Explanation of Responses:

* If the form is filed by more than one reporting person, see Instruction 5(b)(v).
** Intentional misstatements or omissions of facts constitute Federal Criminal Violations. See 18 U.S.C. 1001 and 15 U.S.C. 78ff(a).
(1) The Series A Preferred Shares are convertible into Ordinary Shares of the Issuer at the option of the holder and have no expiration date. The Series A Preferred Shares will automatically convert into Ordinary Shares of the Issuer on a 1-to-1 basis upon closing of the initial public offering of the Issuer.

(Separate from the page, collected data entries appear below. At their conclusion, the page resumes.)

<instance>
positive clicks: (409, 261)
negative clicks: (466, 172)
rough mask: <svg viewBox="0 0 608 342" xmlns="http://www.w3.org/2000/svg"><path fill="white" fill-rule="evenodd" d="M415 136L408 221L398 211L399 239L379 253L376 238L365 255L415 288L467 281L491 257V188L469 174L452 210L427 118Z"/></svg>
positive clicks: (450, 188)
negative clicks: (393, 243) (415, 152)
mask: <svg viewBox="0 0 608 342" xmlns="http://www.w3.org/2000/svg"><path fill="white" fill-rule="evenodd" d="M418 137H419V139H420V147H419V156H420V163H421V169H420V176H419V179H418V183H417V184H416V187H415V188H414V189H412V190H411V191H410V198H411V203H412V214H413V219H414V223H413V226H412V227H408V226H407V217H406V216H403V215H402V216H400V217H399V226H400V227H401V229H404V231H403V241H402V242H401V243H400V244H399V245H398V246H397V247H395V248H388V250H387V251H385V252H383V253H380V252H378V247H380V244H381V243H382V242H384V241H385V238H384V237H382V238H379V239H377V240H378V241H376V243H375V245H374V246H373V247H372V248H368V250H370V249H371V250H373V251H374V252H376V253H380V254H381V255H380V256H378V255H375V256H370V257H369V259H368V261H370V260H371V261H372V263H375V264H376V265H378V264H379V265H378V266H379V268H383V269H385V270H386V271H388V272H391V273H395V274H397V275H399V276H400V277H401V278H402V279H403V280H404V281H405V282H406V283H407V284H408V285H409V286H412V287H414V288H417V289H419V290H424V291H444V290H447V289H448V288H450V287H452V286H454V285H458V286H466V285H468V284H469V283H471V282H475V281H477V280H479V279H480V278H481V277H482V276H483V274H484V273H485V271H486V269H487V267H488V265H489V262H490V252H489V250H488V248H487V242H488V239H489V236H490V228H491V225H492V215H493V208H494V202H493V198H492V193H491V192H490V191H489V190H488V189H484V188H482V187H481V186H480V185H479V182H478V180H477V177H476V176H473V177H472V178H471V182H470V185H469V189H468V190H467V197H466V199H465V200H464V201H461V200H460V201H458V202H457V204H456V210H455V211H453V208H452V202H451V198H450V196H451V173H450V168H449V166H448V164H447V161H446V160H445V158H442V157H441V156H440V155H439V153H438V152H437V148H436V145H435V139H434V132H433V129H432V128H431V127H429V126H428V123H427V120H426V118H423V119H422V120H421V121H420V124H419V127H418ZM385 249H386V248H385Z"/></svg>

(2) These shares are held directly by Canaan X L.P. (the "Canaan Fund"). The sole general partner of the Canaan Fund is Canaan Partners X LLC ("Canaan X", and together with the Canaan Fund, the "Canaan Entities"). Investment and voting decisions with respect to the shares held by the Canaan Fund are made by the managers of Canaan X, collectively. The Reporting Person, a manager and member of Canaan X, serves as the representative of the Canaan Entities on the Issuer's board of directors. The Reporting Person disclaims Section 16 beneficial ownership in the securities held by the Canaan Entities, except to the extent of his pecuniary interest therein, if any, in such securities by virtue of the limited liability company interests he owns in Canaan X.
(3) The Series B-1 Preferred Shares are convertible into Ordinary Shares of the Issuer at the option of the holder and have no expiration date. The Series B-1 Preferred Shares will automatically convert into Ordinary Shares of the Issuer on a 1-to-1 basis upon closing of the initial public offering of the Issuer.
(4) The Series B-2 Preferred Shares are convertible into Ordinary Shares of the Issuer at the option of the holder and have no expiration date. The Series B-2 Preferred Shares will automatically convert into Ordinary Shares of the Issuer on a 1-to-1 basis upon closing of the initial public offering of the Issuer.